L’attachement du peuple moscovite à ses rites et à ses textes traditionnels était d’autant moins justifié que textes et rites avaient subi plus d’altérations. L’ignorance avait elle-même corrompu la liturgie, qu’elle entourait d’une superstitieuse vénération. Dans les livres s’étaient glissées des leçons erronées, dans les cérémonies des coutumes locales. L’unité liturgique avait insensiblement fait place aux divergences de lectures et de rituel. La main des copistes avait introduit dans les missels des contre-sens, des interpolations bizarres, parfois des intercalations capricieuses, et ces leçons nouvelles recevaient du peuple le respect dû à l’antiquité, ces endroits corrompus et parfois inintelligibles semblaient d’autant plus saints qu’ils étaient plus obscurs.

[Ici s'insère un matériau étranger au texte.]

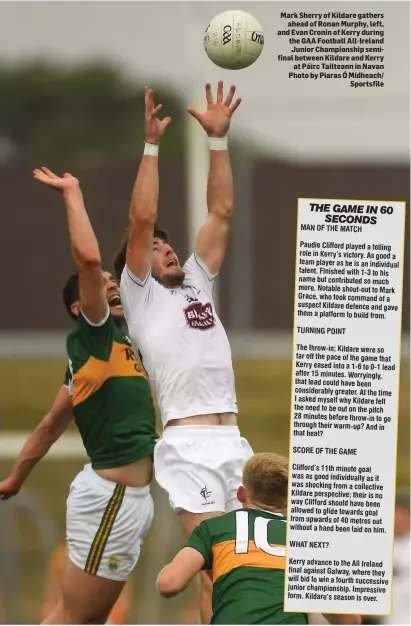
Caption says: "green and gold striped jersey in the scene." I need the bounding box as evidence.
[65,312,157,469]
[186,508,308,624]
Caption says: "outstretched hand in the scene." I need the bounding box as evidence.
[144,87,171,143]
[33,167,80,191]
[187,80,241,137]
[0,477,20,500]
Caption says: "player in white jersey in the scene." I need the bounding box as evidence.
[116,81,252,623]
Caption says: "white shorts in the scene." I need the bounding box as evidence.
[154,426,253,513]
[67,465,154,581]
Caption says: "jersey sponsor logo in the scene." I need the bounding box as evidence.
[200,485,214,506]
[184,302,215,330]
[107,554,120,572]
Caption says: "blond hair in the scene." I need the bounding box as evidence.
[243,452,288,509]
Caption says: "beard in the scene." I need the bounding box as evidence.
[111,315,125,330]
[153,270,185,288]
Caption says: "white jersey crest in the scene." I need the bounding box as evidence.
[120,254,237,425]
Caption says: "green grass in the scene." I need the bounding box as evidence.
[0,360,410,624]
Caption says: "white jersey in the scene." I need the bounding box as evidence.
[120,254,237,426]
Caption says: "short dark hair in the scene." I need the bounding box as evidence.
[113,224,169,282]
[63,272,80,320]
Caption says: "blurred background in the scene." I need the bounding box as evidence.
[0,1,410,624]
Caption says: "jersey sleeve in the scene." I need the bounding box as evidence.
[183,252,218,296]
[63,365,71,389]
[120,265,157,321]
[185,522,213,570]
[77,306,114,361]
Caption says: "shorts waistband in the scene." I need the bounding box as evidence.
[163,424,240,439]
[83,463,150,497]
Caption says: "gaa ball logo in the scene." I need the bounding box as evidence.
[107,555,120,572]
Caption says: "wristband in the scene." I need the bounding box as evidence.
[144,143,158,156]
[208,135,228,150]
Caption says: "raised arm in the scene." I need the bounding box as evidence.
[126,87,171,281]
[0,386,72,500]
[33,167,109,325]
[157,548,204,598]
[187,81,241,274]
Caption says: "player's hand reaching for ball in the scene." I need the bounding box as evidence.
[144,87,171,144]
[33,167,80,193]
[0,477,21,500]
[187,80,241,137]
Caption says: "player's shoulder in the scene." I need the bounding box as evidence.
[202,511,236,541]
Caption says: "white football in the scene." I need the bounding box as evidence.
[204,11,264,70]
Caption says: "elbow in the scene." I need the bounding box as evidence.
[130,207,157,231]
[157,567,183,598]
[210,203,234,224]
[76,252,101,270]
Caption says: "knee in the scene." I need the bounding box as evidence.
[56,604,109,626]
[201,572,213,596]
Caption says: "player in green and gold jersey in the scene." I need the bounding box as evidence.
[0,168,157,624]
[157,453,361,624]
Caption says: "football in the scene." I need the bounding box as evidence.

La dévotion y cherchait des mystères, des sens cachés, et sur ces textes altérés se fondaient des théories et des systèmes que le zèle imposteur des scribes formulait parfois dans des livres apocryphes mis sous le nom de pères de l’église. La confusion était telle, et les altérations si visibles, que, dès le commencement du XVIe siècle, un prince moscovite, Vassili IV, avait appelé un moine grec à réviser les livres liturgiques. L’aveugle révérence du clergé et du peuple fit échouer cette tentative ; le correcteur des livres, Maxime le Grec, fut condamné par un concile et enfermé comme hérétique dans un couvent lointain. Ce fut l’imprimerie qui fit éclater la crise définitive. Comme partout, la nouvelle découverte fut le

  1. Voyez la Revue du 15 septembre et du 15 octobre 1873.